Après l'avis du Conseil d'État, le ministre a diffusé un communiqué dans lequel il se félicite d'un avis qui "clarifie l'incertitude juridique". On se demande quelle conception M. Mandon se fait de la fonction ministérielle car c'est plutôt à lui qu'il revenait de "clarifier l'incertitude juridique" comme le lui demandaient les universités depuis des mois. Il n'en a pas eu le courage, pas plus d'ailleurs que sa ministre. Au moins aurait-il pu remercier les étudiants et universités qui, faute d'action du gouvernement, ont pris leurs responsabilités et sont allés devant le juge administratif pour faire trancher la question.

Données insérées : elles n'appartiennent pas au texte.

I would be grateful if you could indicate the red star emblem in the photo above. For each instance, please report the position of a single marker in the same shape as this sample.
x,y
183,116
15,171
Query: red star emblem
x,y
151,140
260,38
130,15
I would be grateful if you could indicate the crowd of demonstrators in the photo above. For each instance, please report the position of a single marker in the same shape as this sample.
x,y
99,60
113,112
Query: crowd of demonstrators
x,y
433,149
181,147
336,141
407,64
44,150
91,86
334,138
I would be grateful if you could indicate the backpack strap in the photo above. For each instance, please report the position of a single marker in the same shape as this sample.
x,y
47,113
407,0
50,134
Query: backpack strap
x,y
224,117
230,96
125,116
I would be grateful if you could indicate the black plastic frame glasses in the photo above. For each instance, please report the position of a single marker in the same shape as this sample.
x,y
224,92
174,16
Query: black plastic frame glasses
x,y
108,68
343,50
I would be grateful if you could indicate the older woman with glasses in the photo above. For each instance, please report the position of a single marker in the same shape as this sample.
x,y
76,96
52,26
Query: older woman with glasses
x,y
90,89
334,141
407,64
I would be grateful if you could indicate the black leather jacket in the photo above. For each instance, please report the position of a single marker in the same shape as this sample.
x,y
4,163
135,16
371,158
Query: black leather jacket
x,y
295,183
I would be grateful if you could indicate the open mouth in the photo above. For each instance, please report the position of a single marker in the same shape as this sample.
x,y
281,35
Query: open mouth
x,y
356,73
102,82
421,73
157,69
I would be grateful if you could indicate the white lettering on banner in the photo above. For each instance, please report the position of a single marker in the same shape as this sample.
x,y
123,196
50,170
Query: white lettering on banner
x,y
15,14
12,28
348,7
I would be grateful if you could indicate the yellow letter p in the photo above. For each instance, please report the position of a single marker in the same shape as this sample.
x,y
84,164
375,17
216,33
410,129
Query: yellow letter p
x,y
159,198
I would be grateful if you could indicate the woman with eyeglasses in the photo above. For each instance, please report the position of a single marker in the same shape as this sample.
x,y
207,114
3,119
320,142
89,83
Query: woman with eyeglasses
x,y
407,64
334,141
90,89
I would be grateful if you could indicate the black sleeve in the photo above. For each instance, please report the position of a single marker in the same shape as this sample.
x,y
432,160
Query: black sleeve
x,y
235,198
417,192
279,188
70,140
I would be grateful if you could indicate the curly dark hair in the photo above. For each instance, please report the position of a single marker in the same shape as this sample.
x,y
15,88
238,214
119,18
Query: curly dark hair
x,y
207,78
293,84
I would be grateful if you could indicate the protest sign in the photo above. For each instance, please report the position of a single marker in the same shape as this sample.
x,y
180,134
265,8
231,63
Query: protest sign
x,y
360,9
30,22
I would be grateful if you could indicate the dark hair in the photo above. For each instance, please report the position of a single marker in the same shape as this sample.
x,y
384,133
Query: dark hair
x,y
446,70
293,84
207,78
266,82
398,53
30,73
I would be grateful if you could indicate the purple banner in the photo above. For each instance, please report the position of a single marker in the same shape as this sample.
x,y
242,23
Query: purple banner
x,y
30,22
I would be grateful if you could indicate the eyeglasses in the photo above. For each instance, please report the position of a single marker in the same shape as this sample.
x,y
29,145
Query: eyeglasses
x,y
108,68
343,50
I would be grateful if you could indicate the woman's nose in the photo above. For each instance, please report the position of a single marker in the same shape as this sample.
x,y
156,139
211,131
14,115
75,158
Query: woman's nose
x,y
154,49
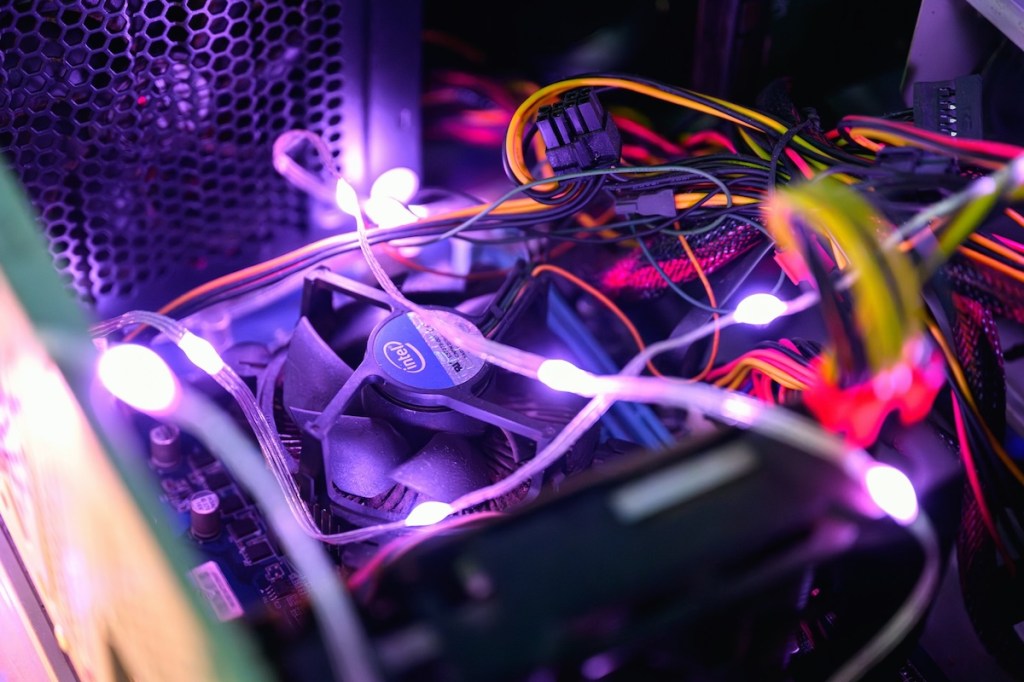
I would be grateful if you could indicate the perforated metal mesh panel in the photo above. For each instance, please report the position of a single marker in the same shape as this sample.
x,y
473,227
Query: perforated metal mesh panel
x,y
141,130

M. Mandon s'engage par ailleurs à publier un décret qui "réaffirmera le droit de tout étudiant à poursuivre ses études en master jusqu'au terme de ce cycle". Cette phrase est inquiétante. C'est bien vers une solution hypocrite que l'on s'oriente.
Que va contenir le décret de M. Mandon? Je prends les paris.
Il faudra d'abord autoriser les écoles qui seraient en difficulté à sélectionner, soit à l'entrée du M1, soit en M2. On ne va pas jouer avec SciencePo, Polytechnique et consorts, cela fâcherait les amis de M. Mandon et de Mme la ministre. Une fois que cette question essentielle sera réglée, on s'occupera des universités.
Le gouvernement va trancher entre deux options aussi hypocrites l'une que l'autre. Soit il va tout simplement refuser toute sélection de la L1 au M2 en prévoyant quelques exceptions disciplinaires : Droit, Gestion, Psychologie, biologie. C'est la solution de facilité qui avait les faveurs du cabinet et que Le Monde relaie déjà. Soit il va autoriser les parcours sélectifs si, dans le même master, existe un parcours non sélectif. C'est la technique du parcours "poubelle" où viendront s'entasser les étudiants recalés dans les formations "de prestige".
Tout cela je l'ai déjà décrit ici il y a quelques mois. En pratique les deux solutions aboutissent au même résultat: la sélection par l'échec.
En principe les parcours ne figurent que sous forme d'un visa sur les nouveaux diplômes et ne sont pas mentionnés dans le tristement fameux RNCP. Pour une entreprise il sera quasiment impossible de distinguer le parcours "de prestige" du parcours "poubelle". La seule solution pour conserver toute la valeur professionnalisante des parcours "de prestige" sera donc de ne diplômer aucun étudiant dans le parcours non sélectif qui deviendra ainsi une voie de garage sans diplôme.
Et si M. Mandon décide de refuser toute sélection de la L1 au M2 c'est par l'échec en M1 ou en L3 que la sélection va se faire. N'obtiendront le diplôme de Licence ou l'année de M1 que les étudiants qui pourront poursuivre en M1, dans le premier cas, en M2, dans le second.
Cette sélection par l'échec sera d'autant plus inéluctable que les universités n'ont pas les moyens de former autant d'étudiants à Bac+5. Le ministère veut-il que l'on retire les moyens consacrés à la licence pour les réorienter sur les masters?
Dans le cas contraire il faudra des moyens, beaucoup de moyens, et des postes, beaucoup de postes! La vice-présidente du CEVU de mon université vient de faire le calcul: l'avis du conseil d'État augmente mécaniquement de 1500 étudiants les effectifs de masters à la rentrée prochaine. Sans compter les étudiants ayant obtenu leur M1 les années précédentes et qui n'avaient pas été admis en M2. On rappellera aussi ici que le gouvernement limite à 16 étudiants par enseignant-chercheur les capacités d'encadrement des mémoires. Dans le domaine DEG (Droit Economie Gestion) c'est simple: le nombre total d'étudiants rapporté au nombre total d'enseignants-chercheurs dans les sections CNU 1 à 6 est supérieur à ce ratio.
Pour ma part depuis plusieurs mois je plaide pour en finir avec la catastrophe du Processus de Bologne et de la "politique européenne de l'enseignement supérieur". Il n'y a qu'une solution qui permette à la fois de maintenir l'excellence des masters sélectifs et de reconnaître par un diplôme les compétences acquises par tous les étudiants de M1: la maîtrise.
Ce diplôme existe, les universités peuvent toujours le délivrer à la demande de l'étudiant. Il faut redonner du sens à la maîtrise, revaloriser ce diplôme, peut être à Bac+5 comme dans d'autres pays. Nous aurions ainsi un diplôme non sélectif mais reconnaissant un niveau de formation théorique à Bac+5, la maîtrise, et un diplôme sélectif à Bac+5, le master. Ce serait une façon de sortir "par le haut" du bourbier dans lequel l'incompétence et l'indifférence du ministère ont plongé étudiants et universités depuis 2007.